Two holes in opposite directions were drilled into the skull bone for bone fixation screws and threaded screws. The tear film was torn into a sharp, pointed object. The guide cannula was positioned at the dorsal / back zero point. The guide cannula was stereotactically lowered into the brain from the dorsal / masked point to the relative dorsal / masked probe target. Using dental acrylic, the cannula was hardened to the bone fixation screw. The hardening was solidified and the rodents were removed from the stereotaxic frame. The skull and coccyx of the incision were closed.
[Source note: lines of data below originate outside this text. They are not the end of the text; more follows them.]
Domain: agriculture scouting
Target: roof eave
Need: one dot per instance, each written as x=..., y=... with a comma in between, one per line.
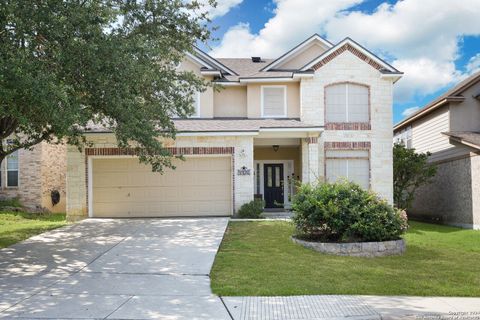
x=295, y=49
x=462, y=141
x=427, y=110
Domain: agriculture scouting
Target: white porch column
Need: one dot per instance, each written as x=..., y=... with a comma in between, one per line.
x=310, y=167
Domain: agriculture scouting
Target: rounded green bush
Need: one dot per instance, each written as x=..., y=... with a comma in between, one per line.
x=344, y=212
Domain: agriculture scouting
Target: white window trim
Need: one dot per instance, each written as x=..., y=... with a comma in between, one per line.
x=369, y=158
x=197, y=105
x=284, y=115
x=347, y=107
x=7, y=170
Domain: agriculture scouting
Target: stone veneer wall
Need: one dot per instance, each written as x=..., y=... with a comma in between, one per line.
x=76, y=172
x=53, y=175
x=475, y=163
x=347, y=67
x=453, y=197
x=40, y=170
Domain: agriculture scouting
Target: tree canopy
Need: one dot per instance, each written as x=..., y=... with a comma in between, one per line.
x=67, y=63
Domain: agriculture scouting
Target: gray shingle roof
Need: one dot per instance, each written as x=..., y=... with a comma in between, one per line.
x=470, y=137
x=453, y=92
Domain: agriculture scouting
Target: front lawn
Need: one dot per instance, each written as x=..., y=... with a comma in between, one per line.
x=258, y=258
x=18, y=226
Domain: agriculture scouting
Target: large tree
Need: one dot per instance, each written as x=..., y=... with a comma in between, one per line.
x=68, y=63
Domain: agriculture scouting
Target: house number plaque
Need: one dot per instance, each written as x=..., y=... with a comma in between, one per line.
x=243, y=171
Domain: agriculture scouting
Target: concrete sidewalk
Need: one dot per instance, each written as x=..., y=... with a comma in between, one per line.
x=351, y=307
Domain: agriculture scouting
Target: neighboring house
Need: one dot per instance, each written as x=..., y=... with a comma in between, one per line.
x=32, y=176
x=320, y=111
x=449, y=128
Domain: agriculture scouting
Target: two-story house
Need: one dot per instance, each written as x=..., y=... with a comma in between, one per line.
x=448, y=128
x=318, y=112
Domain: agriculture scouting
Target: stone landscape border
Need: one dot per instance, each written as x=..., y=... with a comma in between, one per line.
x=357, y=249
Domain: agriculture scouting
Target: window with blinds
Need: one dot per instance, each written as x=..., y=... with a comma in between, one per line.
x=346, y=102
x=353, y=165
x=196, y=105
x=274, y=101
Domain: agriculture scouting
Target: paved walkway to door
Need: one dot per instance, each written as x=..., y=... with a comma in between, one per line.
x=114, y=269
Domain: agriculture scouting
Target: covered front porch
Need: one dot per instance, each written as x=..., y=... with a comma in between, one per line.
x=280, y=163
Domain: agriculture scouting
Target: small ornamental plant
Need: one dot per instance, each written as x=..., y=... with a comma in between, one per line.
x=344, y=212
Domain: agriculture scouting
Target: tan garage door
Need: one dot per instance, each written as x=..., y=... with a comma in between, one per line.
x=199, y=186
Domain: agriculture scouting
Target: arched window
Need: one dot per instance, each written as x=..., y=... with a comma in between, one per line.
x=347, y=103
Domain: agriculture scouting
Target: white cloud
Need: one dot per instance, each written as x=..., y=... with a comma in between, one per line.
x=294, y=20
x=474, y=64
x=423, y=76
x=421, y=38
x=410, y=111
x=222, y=8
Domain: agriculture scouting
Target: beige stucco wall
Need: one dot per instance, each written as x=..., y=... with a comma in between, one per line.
x=475, y=164
x=453, y=196
x=76, y=173
x=230, y=102
x=254, y=98
x=348, y=67
x=301, y=59
x=29, y=180
x=465, y=115
x=206, y=97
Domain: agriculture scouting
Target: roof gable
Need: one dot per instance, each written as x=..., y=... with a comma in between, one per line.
x=349, y=45
x=210, y=62
x=314, y=41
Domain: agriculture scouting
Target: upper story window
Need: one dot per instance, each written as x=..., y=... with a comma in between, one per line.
x=12, y=169
x=196, y=105
x=274, y=101
x=347, y=103
x=405, y=137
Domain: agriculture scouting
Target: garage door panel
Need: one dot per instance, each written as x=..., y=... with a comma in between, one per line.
x=125, y=188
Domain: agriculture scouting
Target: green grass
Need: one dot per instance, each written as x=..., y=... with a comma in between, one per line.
x=18, y=226
x=258, y=258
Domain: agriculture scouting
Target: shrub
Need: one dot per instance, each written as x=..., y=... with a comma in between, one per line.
x=252, y=209
x=344, y=212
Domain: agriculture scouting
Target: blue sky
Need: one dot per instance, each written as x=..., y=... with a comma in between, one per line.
x=435, y=42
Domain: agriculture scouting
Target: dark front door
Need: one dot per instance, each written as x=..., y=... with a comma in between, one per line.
x=273, y=185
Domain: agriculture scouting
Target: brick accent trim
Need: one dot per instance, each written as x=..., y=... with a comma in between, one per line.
x=311, y=140
x=173, y=150
x=346, y=47
x=347, y=145
x=348, y=126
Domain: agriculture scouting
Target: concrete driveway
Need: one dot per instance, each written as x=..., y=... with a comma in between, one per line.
x=114, y=269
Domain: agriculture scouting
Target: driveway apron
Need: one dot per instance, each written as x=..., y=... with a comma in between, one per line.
x=114, y=269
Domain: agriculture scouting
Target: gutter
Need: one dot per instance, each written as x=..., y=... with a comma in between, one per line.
x=427, y=110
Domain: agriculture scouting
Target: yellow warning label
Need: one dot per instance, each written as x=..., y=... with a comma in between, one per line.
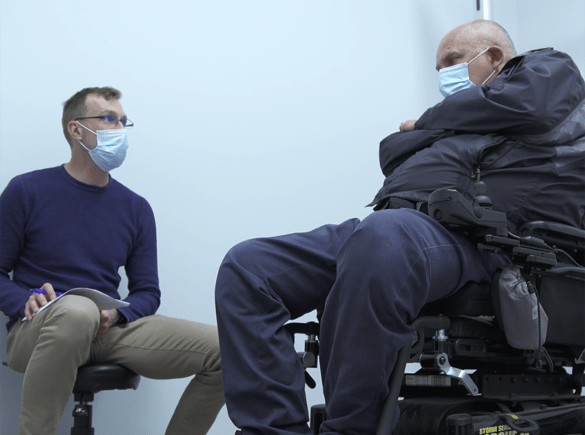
x=499, y=430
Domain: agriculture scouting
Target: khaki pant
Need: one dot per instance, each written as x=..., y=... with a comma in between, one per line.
x=50, y=348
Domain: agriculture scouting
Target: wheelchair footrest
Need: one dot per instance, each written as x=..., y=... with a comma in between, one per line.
x=467, y=416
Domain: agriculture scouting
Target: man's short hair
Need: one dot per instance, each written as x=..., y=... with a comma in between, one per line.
x=490, y=33
x=75, y=106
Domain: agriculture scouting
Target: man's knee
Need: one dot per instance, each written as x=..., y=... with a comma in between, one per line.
x=236, y=266
x=77, y=315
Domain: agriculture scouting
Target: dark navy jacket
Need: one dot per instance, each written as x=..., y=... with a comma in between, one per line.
x=525, y=131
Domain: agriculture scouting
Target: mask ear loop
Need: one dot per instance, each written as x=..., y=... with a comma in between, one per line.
x=489, y=76
x=88, y=129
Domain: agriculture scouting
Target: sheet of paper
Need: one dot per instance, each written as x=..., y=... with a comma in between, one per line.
x=103, y=301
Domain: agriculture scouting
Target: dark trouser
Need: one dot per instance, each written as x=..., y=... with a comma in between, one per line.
x=373, y=278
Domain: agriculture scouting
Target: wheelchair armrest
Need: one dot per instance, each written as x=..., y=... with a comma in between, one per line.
x=543, y=229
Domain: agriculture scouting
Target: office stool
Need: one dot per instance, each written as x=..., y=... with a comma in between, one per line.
x=92, y=379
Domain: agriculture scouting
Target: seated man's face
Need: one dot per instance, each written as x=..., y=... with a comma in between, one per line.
x=458, y=47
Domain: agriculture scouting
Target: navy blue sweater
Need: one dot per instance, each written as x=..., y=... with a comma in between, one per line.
x=56, y=229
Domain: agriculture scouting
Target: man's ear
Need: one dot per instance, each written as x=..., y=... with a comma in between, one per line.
x=496, y=56
x=75, y=130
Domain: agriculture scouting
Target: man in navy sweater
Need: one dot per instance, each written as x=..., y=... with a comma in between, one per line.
x=75, y=226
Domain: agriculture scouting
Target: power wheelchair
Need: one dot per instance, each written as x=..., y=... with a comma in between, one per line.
x=471, y=381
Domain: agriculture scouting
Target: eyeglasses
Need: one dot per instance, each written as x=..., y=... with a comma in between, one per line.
x=110, y=120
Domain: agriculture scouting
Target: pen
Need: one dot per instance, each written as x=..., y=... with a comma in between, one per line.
x=38, y=290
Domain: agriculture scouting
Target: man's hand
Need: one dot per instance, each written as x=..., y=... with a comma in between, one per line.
x=407, y=125
x=38, y=300
x=108, y=318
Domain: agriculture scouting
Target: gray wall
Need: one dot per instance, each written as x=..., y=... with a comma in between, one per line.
x=252, y=118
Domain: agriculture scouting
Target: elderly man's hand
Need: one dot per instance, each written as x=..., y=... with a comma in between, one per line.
x=407, y=125
x=38, y=300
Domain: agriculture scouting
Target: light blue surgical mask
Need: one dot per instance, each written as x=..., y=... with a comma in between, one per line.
x=456, y=78
x=110, y=151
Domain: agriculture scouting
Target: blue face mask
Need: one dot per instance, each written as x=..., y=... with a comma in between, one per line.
x=110, y=151
x=456, y=78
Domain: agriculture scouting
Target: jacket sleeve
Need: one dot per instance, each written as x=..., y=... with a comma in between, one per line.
x=532, y=95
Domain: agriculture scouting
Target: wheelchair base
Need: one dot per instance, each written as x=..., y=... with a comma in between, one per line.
x=467, y=416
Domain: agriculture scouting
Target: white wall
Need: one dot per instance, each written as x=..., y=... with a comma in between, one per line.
x=253, y=118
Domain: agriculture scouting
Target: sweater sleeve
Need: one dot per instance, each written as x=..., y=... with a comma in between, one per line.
x=142, y=269
x=12, y=223
x=532, y=95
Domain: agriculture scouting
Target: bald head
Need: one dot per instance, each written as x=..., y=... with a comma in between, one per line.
x=465, y=42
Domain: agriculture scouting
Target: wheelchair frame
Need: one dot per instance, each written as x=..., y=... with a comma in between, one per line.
x=502, y=390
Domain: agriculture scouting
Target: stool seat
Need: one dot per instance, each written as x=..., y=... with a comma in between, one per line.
x=93, y=378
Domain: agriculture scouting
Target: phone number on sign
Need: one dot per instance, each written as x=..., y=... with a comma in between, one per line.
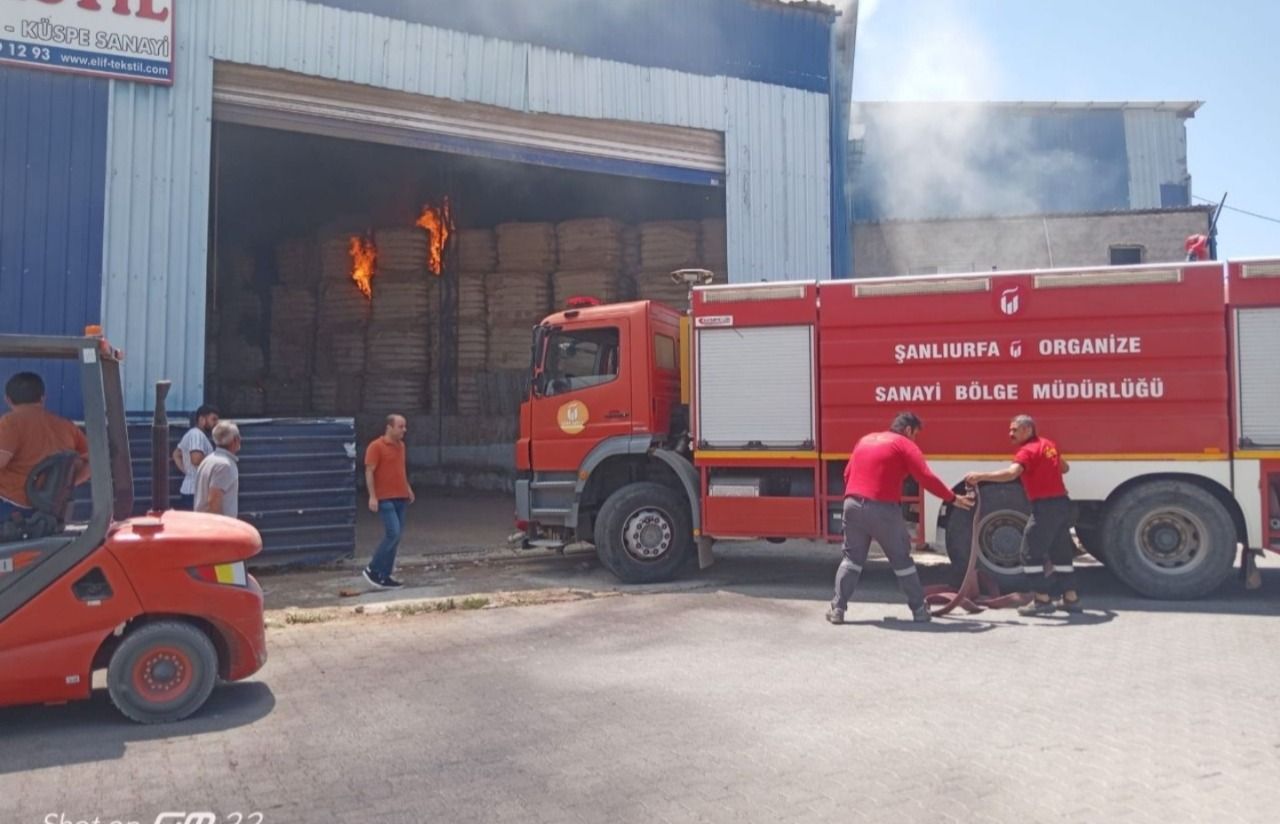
x=23, y=51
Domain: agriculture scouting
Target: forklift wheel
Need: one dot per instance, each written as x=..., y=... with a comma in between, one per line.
x=163, y=672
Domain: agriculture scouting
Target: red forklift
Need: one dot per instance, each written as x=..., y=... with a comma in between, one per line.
x=161, y=603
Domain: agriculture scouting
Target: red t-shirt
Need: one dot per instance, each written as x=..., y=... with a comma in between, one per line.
x=882, y=461
x=1042, y=468
x=387, y=459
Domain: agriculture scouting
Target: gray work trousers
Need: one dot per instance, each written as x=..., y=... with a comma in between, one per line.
x=1048, y=535
x=867, y=521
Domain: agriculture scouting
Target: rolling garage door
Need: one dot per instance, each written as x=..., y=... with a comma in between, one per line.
x=1258, y=340
x=297, y=103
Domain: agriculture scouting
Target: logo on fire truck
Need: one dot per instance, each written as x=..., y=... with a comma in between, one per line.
x=572, y=417
x=1011, y=301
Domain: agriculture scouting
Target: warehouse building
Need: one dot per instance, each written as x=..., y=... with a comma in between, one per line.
x=968, y=187
x=343, y=207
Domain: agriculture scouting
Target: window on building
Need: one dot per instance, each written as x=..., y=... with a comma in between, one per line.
x=1125, y=255
x=580, y=358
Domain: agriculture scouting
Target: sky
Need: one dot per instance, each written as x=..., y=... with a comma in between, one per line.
x=1224, y=54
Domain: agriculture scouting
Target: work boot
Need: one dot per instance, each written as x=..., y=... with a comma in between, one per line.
x=1070, y=604
x=1036, y=607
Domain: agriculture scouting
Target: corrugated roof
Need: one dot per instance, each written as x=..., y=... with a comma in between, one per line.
x=1040, y=215
x=1183, y=108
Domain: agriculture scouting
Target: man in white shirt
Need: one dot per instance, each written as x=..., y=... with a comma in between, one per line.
x=192, y=449
x=218, y=476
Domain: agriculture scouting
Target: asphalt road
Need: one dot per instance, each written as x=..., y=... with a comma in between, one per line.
x=730, y=700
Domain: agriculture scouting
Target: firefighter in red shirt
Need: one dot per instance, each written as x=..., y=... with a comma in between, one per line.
x=1048, y=530
x=873, y=511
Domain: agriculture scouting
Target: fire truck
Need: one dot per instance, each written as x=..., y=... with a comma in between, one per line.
x=653, y=433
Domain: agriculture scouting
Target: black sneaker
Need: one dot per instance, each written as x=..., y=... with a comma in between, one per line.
x=1036, y=608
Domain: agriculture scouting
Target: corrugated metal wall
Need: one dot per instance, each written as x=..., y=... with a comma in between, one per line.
x=753, y=40
x=53, y=155
x=158, y=220
x=297, y=485
x=1156, y=146
x=776, y=145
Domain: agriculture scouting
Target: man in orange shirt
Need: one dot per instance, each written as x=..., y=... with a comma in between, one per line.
x=389, y=493
x=30, y=434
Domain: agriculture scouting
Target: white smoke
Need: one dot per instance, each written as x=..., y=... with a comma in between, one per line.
x=945, y=160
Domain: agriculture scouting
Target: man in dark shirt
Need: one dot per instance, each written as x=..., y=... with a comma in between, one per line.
x=873, y=511
x=1041, y=467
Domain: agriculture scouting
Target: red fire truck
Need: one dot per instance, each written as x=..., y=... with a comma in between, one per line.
x=652, y=433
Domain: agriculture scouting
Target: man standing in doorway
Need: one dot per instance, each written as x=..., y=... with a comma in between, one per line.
x=218, y=475
x=195, y=447
x=873, y=511
x=1048, y=531
x=389, y=494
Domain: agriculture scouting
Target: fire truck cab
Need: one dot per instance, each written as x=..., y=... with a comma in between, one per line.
x=652, y=434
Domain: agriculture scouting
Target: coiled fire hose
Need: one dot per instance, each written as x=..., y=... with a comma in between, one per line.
x=978, y=590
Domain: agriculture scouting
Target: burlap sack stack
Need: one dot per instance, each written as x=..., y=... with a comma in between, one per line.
x=337, y=384
x=714, y=248
x=293, y=326
x=519, y=293
x=476, y=255
x=590, y=262
x=238, y=339
x=398, y=352
x=664, y=247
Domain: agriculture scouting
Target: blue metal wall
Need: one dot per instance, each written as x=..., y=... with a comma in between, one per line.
x=754, y=40
x=53, y=175
x=297, y=485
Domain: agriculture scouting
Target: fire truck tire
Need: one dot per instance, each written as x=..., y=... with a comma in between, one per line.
x=161, y=672
x=644, y=534
x=1170, y=540
x=1004, y=516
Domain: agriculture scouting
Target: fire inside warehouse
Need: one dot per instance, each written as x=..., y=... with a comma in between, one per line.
x=356, y=279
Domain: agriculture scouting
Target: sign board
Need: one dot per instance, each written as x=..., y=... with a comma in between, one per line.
x=129, y=40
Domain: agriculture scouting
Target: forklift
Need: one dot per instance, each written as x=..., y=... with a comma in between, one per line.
x=160, y=602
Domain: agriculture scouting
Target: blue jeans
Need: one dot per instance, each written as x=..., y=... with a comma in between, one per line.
x=392, y=512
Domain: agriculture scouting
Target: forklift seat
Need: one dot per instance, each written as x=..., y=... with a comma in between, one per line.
x=49, y=489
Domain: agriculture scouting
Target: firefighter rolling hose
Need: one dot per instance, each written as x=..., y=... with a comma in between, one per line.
x=1047, y=549
x=873, y=511
x=976, y=591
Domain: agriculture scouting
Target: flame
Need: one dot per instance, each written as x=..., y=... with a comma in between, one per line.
x=364, y=260
x=438, y=221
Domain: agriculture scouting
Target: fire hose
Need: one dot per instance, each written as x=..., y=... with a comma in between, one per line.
x=978, y=591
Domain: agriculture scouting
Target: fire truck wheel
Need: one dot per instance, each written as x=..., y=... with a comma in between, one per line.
x=1002, y=518
x=161, y=672
x=1170, y=540
x=644, y=534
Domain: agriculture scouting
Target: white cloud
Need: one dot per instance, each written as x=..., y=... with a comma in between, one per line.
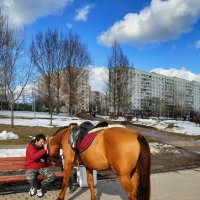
x=180, y=73
x=69, y=25
x=26, y=11
x=82, y=13
x=161, y=21
x=98, y=78
x=197, y=44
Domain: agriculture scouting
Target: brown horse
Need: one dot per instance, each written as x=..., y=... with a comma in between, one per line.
x=124, y=151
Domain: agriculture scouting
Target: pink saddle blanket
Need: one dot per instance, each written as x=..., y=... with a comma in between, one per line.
x=87, y=141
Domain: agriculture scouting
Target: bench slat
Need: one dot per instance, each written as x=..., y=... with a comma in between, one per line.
x=21, y=178
x=12, y=167
x=17, y=164
x=12, y=159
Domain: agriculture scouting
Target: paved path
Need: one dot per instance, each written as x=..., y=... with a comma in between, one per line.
x=178, y=185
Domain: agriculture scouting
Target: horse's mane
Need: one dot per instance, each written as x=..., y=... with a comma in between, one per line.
x=64, y=127
x=60, y=129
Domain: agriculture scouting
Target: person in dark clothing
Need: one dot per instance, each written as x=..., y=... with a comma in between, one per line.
x=35, y=164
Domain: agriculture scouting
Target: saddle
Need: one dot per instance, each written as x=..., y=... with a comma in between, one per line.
x=79, y=133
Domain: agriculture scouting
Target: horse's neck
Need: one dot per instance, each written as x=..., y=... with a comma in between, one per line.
x=58, y=138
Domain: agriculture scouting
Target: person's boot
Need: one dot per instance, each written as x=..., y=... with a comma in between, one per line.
x=39, y=193
x=32, y=192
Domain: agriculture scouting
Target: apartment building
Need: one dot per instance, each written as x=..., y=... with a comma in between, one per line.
x=162, y=94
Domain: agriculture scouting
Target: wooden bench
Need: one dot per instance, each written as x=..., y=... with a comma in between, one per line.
x=12, y=171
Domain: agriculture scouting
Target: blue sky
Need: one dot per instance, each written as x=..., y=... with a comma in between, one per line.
x=158, y=35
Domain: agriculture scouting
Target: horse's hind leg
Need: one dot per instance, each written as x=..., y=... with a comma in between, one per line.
x=90, y=181
x=126, y=183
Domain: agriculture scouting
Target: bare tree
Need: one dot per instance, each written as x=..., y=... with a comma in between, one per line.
x=119, y=80
x=15, y=70
x=47, y=52
x=77, y=60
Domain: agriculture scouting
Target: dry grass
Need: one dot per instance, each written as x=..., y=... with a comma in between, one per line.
x=25, y=133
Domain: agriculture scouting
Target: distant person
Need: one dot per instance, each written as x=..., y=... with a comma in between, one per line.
x=36, y=163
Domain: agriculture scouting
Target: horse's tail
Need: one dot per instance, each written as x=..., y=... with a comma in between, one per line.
x=143, y=169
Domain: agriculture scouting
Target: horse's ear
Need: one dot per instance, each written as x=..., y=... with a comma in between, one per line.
x=48, y=138
x=73, y=125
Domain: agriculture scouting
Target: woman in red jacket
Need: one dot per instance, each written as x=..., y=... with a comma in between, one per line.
x=36, y=163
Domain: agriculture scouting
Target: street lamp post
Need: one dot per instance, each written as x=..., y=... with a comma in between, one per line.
x=189, y=111
x=34, y=98
x=160, y=106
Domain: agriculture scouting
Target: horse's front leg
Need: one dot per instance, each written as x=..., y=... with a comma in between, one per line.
x=67, y=174
x=90, y=181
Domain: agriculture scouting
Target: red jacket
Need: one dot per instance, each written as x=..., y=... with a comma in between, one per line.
x=35, y=158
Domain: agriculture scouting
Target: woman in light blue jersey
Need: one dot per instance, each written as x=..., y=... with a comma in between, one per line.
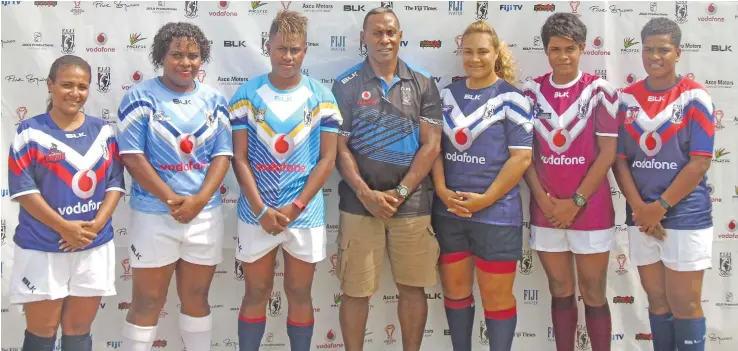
x=176, y=143
x=65, y=172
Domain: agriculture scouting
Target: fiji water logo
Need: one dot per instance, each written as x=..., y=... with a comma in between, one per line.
x=187, y=144
x=720, y=156
x=560, y=141
x=84, y=183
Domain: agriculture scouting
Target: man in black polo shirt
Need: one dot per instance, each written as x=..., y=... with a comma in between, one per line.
x=389, y=140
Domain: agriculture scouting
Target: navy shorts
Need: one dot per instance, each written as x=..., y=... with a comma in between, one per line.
x=486, y=242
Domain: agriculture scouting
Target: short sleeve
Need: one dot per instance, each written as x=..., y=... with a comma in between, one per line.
x=338, y=93
x=606, y=116
x=518, y=122
x=701, y=115
x=223, y=137
x=115, y=180
x=430, y=105
x=133, y=114
x=328, y=113
x=240, y=109
x=22, y=164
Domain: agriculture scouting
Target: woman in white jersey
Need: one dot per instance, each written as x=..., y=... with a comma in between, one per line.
x=572, y=214
x=176, y=143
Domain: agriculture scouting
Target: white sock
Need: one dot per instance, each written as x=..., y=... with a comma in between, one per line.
x=197, y=332
x=137, y=338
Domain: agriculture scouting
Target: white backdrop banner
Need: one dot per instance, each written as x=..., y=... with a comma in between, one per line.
x=114, y=37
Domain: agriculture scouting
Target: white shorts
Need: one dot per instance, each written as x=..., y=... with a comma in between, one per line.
x=158, y=239
x=39, y=275
x=681, y=250
x=304, y=244
x=580, y=242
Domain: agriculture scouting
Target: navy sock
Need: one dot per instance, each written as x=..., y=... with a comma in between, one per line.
x=662, y=331
x=460, y=316
x=300, y=335
x=33, y=342
x=77, y=342
x=501, y=328
x=690, y=334
x=250, y=332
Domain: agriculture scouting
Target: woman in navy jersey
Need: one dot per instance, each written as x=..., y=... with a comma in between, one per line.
x=572, y=215
x=486, y=148
x=665, y=148
x=65, y=172
x=175, y=141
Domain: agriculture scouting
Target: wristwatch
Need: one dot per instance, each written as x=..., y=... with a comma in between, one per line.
x=579, y=200
x=300, y=205
x=403, y=191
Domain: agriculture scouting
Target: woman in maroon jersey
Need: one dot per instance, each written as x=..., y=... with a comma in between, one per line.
x=572, y=215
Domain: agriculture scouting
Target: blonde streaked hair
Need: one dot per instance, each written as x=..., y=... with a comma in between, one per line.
x=292, y=25
x=505, y=65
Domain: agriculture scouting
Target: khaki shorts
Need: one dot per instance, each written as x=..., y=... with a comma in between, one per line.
x=412, y=247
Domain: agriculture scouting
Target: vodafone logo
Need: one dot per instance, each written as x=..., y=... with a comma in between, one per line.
x=101, y=39
x=560, y=140
x=84, y=183
x=562, y=160
x=137, y=77
x=187, y=144
x=282, y=146
x=650, y=143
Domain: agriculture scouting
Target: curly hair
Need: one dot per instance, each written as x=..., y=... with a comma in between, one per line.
x=565, y=25
x=172, y=30
x=64, y=61
x=505, y=65
x=662, y=26
x=292, y=25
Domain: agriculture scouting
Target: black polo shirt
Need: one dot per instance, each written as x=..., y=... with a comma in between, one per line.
x=382, y=123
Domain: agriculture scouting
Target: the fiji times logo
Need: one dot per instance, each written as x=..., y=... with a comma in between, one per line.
x=274, y=307
x=525, y=267
x=390, y=331
x=330, y=337
x=732, y=227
Animals were allowed to recover on days 3-5. The probe in the guide was replaced with a dialysis probe the evening before the study, allowing the animal to acclimate to the new environment and reestablish the completeness of the blood barrier. In order to accommodate the study in the following examples, rats should be reduced to less than 7% of their preoperative surgical weight, show no signs of clinical disease, and exhibit normal water and feed consumption. Rats were weighed before and after every 1 to 2 days and post-surgery until microdialysis.

The following examples detail the microdialysis protocols used in the studies described in Examples 3 and 4.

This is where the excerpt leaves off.